Der am häufigsten auftretende Fall kognitiver Dissonanz ist ein Szenario, in dem eine rauchende Person glaubt, dass Rauchen in Wirklichkeit eine gesundheitsschädliche Aktivität ist. Die Diskrepanz zwischen ihrem Verständnis der mit dem Rauchen verbundenen Gesundheitsrisiken und ihrer Rauchpraxis erzeugt ein Gefühl des Unbehagens. Um dieses Unbehagen zu überwinden, könnten sie die Risiken mit dem Argument "Jeder muss an irgendetwas sterben" herunterspielen, oder sie könnten anfangen, auf das Rauchen zu verzichten, um ihren Gesundheitsüberzeugungen gerecht zu werden.

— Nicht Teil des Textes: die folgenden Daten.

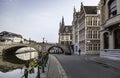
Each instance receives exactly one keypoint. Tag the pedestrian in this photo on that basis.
(79, 51)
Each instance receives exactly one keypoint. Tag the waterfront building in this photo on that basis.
(8, 38)
(110, 31)
(65, 34)
(86, 30)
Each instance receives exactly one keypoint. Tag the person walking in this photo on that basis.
(79, 51)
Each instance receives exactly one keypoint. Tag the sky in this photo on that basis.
(36, 19)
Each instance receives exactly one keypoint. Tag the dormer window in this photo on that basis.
(112, 8)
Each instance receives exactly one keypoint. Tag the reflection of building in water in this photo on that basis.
(26, 53)
(55, 50)
(7, 66)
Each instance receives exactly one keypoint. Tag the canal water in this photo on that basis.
(14, 66)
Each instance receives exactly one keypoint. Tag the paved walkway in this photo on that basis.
(89, 66)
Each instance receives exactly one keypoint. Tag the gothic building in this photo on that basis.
(110, 32)
(86, 30)
(65, 34)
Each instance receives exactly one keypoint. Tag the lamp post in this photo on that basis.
(30, 47)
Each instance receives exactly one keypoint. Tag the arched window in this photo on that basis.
(106, 40)
(117, 38)
(112, 6)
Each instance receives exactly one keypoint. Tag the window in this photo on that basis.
(112, 5)
(106, 40)
(117, 38)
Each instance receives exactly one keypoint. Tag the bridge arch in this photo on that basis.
(55, 50)
(12, 50)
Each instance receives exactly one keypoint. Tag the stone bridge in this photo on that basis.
(39, 47)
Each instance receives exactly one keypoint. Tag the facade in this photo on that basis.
(110, 32)
(8, 38)
(86, 30)
(65, 34)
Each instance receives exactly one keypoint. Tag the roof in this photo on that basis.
(90, 9)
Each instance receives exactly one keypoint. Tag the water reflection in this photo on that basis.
(13, 66)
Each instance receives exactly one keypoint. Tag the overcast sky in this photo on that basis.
(36, 19)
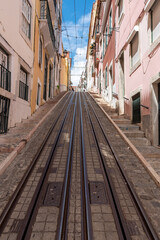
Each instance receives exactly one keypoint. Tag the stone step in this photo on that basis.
(122, 121)
(128, 127)
(140, 141)
(116, 116)
(109, 110)
(134, 134)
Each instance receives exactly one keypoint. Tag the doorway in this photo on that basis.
(4, 113)
(136, 107)
(158, 113)
(121, 84)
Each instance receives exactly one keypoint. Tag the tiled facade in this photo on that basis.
(30, 57)
(129, 43)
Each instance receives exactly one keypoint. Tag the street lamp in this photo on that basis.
(65, 53)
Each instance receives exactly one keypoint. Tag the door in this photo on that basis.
(100, 82)
(121, 84)
(159, 113)
(45, 78)
(4, 114)
(50, 73)
(136, 109)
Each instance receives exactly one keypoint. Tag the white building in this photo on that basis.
(16, 60)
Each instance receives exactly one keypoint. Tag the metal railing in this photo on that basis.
(45, 14)
(23, 91)
(55, 4)
(5, 78)
(4, 114)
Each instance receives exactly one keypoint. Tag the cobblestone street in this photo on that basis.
(104, 180)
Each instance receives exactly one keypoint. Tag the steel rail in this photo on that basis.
(64, 208)
(20, 186)
(87, 220)
(25, 232)
(117, 211)
(149, 230)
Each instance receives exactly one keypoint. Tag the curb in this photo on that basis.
(8, 160)
(147, 166)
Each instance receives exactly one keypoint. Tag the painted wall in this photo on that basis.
(140, 79)
(20, 50)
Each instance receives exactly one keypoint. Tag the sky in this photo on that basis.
(75, 30)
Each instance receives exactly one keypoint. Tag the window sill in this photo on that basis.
(153, 46)
(26, 39)
(134, 68)
(120, 19)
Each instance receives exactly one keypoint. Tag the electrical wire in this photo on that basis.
(83, 21)
(66, 33)
(75, 21)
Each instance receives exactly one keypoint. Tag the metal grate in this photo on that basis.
(97, 193)
(16, 226)
(133, 228)
(53, 195)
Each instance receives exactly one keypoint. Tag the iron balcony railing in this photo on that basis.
(23, 91)
(45, 14)
(55, 4)
(5, 78)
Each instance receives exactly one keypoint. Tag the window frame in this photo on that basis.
(110, 21)
(131, 49)
(151, 12)
(28, 19)
(26, 94)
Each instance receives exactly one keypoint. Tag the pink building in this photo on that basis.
(137, 68)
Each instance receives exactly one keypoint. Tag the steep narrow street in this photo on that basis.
(79, 179)
(79, 120)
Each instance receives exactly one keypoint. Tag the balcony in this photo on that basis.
(5, 78)
(97, 58)
(46, 27)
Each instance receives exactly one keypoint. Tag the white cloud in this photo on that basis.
(77, 47)
(85, 19)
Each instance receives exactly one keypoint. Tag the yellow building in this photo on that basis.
(46, 53)
(65, 71)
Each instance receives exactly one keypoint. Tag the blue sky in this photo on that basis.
(74, 42)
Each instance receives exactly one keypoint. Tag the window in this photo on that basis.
(5, 74)
(40, 51)
(26, 18)
(110, 22)
(120, 8)
(155, 21)
(23, 87)
(38, 94)
(106, 78)
(134, 50)
(106, 37)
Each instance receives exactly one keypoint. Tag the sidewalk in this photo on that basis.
(16, 138)
(149, 156)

Kognitive Dissonanz kann einen großen Einfluss auf den Entscheidungsprozess haben, wenn es darum geht, dass Menschen ihre Entscheidungen rechtfertigen müssen, nachdem sie eine Entscheidung getroffen haben, um die Möglichkeit des Bedauerns zu verringern. Wer zum Beispiel ein teures Auto kauft, kann seine Entscheidung rechtfertigen, indem er sich nur auf die positiven Seiten des Autos wie Sicherheit und Status konzentriert, während er die negativen Seiten wie die Wartungskosten vernachlässigt. Der Dank dieser Rationalisierung führt dazu, dass man sich selbst als gut empfindet, und hilft außerdem, die Dissonanz zu verringern.

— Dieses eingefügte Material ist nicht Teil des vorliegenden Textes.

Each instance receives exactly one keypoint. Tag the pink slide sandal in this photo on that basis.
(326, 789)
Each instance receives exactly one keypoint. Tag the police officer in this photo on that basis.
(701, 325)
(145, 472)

Kognitive Dissonanz kann durch verschiedene Methoden minimiert werden: Die gängigsten sind die Ersetzung des eigenen Verhaltens durch ein Verhalten, das mit den eigenen Überzeugungen übereinstimmt, die Änderung der Überzeugungen, damit sie mit dem eigenen Handeln übereinstimmen, oder das Hinzufügen einer neuen Überzeugung, die mit dem Gegenteil harmoniert. Wenn beispielsweise eine Person, die fest an den Umweltschutz glaubt, beschließt, einen Geländewagen zu fahren, könnte sie entweder auf ein Hybridauto umsteigen, sich selbst versichern, dass ihr Verhalten praktisch keine Auswirkungen auf die Umwelt hat, oder sich in einer Umweltschutzorganisation anmelden, um ihr Verhalten zu kompensieren.

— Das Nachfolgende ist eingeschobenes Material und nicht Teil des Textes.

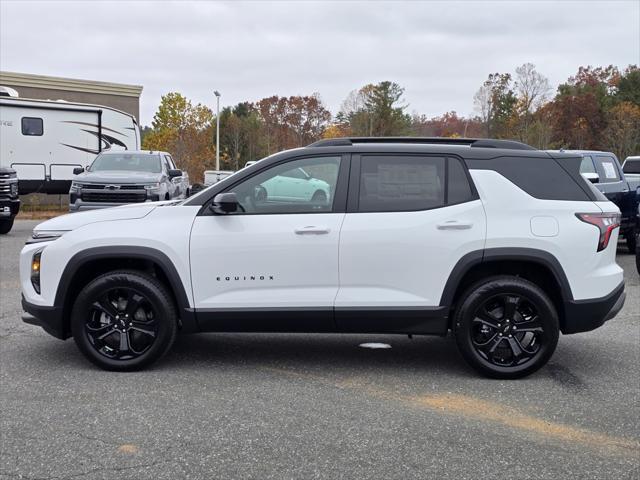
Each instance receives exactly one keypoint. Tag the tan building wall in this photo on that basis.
(116, 95)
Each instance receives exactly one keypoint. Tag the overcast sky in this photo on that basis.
(440, 52)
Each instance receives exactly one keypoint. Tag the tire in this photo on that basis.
(632, 241)
(6, 225)
(319, 197)
(150, 321)
(490, 344)
(638, 253)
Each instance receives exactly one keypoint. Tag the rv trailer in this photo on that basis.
(44, 140)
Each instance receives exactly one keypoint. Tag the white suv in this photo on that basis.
(504, 245)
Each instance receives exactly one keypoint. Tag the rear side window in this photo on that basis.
(631, 166)
(607, 169)
(587, 166)
(32, 126)
(401, 183)
(459, 189)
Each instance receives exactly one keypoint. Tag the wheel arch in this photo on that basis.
(538, 266)
(88, 264)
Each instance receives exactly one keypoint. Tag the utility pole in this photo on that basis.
(217, 94)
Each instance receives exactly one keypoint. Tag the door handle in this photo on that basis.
(454, 225)
(312, 230)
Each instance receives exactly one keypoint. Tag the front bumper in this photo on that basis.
(587, 315)
(49, 318)
(9, 207)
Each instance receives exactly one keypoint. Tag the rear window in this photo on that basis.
(607, 169)
(631, 166)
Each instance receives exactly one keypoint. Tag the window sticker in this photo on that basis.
(609, 170)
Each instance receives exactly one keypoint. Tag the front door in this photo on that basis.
(273, 264)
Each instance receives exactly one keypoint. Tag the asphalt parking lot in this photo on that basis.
(300, 406)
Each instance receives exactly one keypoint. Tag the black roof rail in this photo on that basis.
(471, 142)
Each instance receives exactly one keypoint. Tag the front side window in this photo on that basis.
(301, 186)
(32, 126)
(586, 165)
(607, 169)
(170, 162)
(131, 162)
(401, 183)
(631, 166)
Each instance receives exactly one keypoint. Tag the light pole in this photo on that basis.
(217, 94)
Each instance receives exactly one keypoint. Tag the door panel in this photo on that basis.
(271, 255)
(247, 261)
(403, 259)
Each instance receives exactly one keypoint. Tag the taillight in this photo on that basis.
(606, 223)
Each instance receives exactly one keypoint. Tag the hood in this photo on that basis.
(72, 221)
(118, 177)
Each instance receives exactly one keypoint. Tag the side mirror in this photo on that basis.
(592, 177)
(224, 203)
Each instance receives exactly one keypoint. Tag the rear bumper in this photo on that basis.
(49, 318)
(587, 315)
(9, 207)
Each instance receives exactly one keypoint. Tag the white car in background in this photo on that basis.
(211, 177)
(631, 167)
(294, 185)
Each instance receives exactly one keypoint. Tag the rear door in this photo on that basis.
(410, 218)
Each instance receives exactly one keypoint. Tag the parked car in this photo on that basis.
(214, 176)
(631, 168)
(294, 185)
(603, 170)
(417, 236)
(117, 178)
(9, 200)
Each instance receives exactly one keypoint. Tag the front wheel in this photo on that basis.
(506, 327)
(632, 240)
(6, 224)
(124, 320)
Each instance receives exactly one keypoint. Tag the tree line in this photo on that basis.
(598, 109)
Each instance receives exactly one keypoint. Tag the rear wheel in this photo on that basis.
(124, 320)
(632, 240)
(506, 327)
(6, 224)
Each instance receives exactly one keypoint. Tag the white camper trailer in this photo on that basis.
(44, 140)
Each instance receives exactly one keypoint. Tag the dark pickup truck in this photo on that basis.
(9, 200)
(604, 171)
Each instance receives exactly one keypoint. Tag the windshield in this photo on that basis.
(132, 162)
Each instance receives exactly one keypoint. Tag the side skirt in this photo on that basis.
(411, 320)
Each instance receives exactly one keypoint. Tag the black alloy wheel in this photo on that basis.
(507, 330)
(124, 320)
(506, 327)
(121, 324)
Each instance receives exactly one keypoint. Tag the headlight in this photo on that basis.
(76, 187)
(35, 271)
(45, 235)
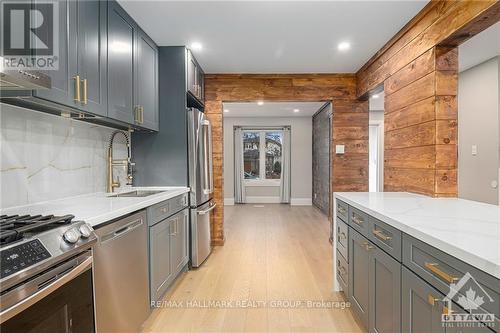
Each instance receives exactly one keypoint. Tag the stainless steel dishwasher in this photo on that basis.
(121, 275)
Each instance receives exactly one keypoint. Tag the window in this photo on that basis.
(262, 156)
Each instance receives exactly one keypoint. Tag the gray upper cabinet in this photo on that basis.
(80, 81)
(421, 306)
(92, 53)
(385, 293)
(121, 43)
(359, 282)
(195, 78)
(160, 267)
(146, 82)
(64, 84)
(179, 241)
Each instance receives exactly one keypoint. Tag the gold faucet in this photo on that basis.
(111, 184)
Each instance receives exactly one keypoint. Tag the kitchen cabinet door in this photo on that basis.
(178, 249)
(146, 82)
(121, 43)
(160, 267)
(92, 54)
(192, 74)
(359, 281)
(385, 293)
(64, 84)
(421, 305)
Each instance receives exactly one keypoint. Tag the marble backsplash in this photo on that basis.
(46, 157)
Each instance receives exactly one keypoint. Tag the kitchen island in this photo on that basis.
(403, 251)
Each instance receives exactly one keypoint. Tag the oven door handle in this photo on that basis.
(50, 288)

Im Bereich des Marketings wird die kognitive Dissonanz als Instrument zur Änderung des Verbraucherverhaltens eingesetzt. Werbetreibende machen sich die Strategie zunutze, Werbekampagnen zu erstellen, die sich auf die Vorteile eines bestimmten Produkts und gleichzeitig auf die negativen Auswirkungen der Nichtverwendung dieses Produkts konzentrieren. Ein gutes Beispiel hierfür wäre eine Kampagne für ein Nahrungsergänzungsmittel, in der zunächst die Risiken der Nichtverwendung hervorgehoben werden, um dann die Verbraucher dazu zu bewegen, es zu kaufen, um die Schuldgefühle zu beseitigen, die sie wegen ihrer ungesunden Lebensweise haben. Diese Strategie funktioniert über das emotionale Bedürfnis, durch die Vermarktung von Produkten, die mit den Vorstellungen des Verbrauchers über Gesundheit und Fitness übereinstimmen, zu überdecken.